Sul riutilizzo delle trebbie, avevamo raccontato alcuni numeri fa un progetto particolare, Ley: l’azienda Circular Food da queste ricava una particolare farina.
Proprio le farine e i prodotti da forno sono certamente uno dei temi caldi. Nel 2019 avevamo dedicato un articolo a una piadina “funzionale”, cioè preparata con l’addizione di ingredienti speciali – i betaglucani dell’avena – capace di tenere sotto controllo i livelli di colesterolo e glucosio nel sangue. Con la stessa finalità, cioè combattere il colesterolo cattivo, Angela Saba realizza un pecorino sperimentale.
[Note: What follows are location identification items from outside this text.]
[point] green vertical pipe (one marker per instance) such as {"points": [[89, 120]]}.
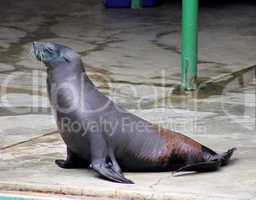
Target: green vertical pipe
{"points": [[136, 4], [189, 44]]}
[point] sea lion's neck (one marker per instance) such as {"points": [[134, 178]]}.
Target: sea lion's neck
{"points": [[65, 72]]}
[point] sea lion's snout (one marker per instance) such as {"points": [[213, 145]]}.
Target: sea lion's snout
{"points": [[45, 51]]}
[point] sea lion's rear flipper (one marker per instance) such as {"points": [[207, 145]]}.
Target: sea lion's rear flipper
{"points": [[108, 171], [206, 166]]}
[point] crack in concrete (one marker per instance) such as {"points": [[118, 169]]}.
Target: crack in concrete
{"points": [[25, 141]]}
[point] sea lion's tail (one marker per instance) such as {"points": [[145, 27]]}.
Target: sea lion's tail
{"points": [[225, 157], [210, 165]]}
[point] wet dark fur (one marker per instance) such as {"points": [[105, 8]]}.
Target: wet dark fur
{"points": [[150, 148]]}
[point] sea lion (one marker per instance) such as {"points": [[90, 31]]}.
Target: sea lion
{"points": [[102, 135]]}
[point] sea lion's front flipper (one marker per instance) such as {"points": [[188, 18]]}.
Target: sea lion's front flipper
{"points": [[206, 166], [72, 161], [103, 159], [108, 171]]}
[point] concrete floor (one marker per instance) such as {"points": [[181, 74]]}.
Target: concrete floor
{"points": [[133, 57]]}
Proprietaria di un’azienda che alleva ovini per la produzione di latte e formaggi, casara nota e responsabile del Presidio del Pecorino a latte crudo della Maremma, Angela trasforma il suo latte senza l’ausilio di fermenti chimici, e dopo lunghe ricerche svolte in collaborazione con l’Università di Pisa e guidate dall’obiettivo di creare un prodotto salutare, ha dato vita a un pecorino di nicchia. La qualità e la peculiarità del formaggio si devono all’alimentazione delle pecore: naturale, bilanciata, in grado di fornire il giusto apporto di sostanze favorevoli alla loro attività metabolica, basata su colture ricche di acidi grassi polinsaturi della famiglia degli omega 3; ma anche innovativa, grazie all’introduzione di un ingrediente capace di accrescere la percentuale degli acidi grassi polinsaturi presenti nel latte: il lino estruso, reso digeribile per gli animali.
Restando nel mondo della zootecnia, un altro progetto interessante è certamente quello della Cooperativa del Maiale Nero d’Aspromonte, nata grazie a 24 allevatori calabresi, che si sono uniti per tutelare, recuperare e “migliorare” una razza suina autoctona a rischio d’estinzione. Quasi tutti under 30, sono riusciti, in poco tempo, a ripopolare la razza (da 100 capi a 4.000), anche grazie alla collaborazione avviata con l’Università di Reggio Calabria, che ha reso possibile la messa a punto di un’innovativa alimentazione a base di scarti di bergamotto, integrata da ghiande e pascolo. Non solo; hanno anche avuto la brillante idea di avviare una produzione di salumi di nicchia. Gli allevamenti allo stato brado o semibrado, le tecniche di allevamento e le caratteristiche genetiche dell’animale assicurano l’ottenimento di una carne di ottima qualità, ricca di acidi grassi insaturi, in particolare della serie omega 3, e un buon contenuto di antiossidanti naturali; e, altrettanto importante in termini di sostenibilità economica, il prodotto trasformato, ad alto valore aggiunto, garantisce agli allevatori una giusta fonte di reddito.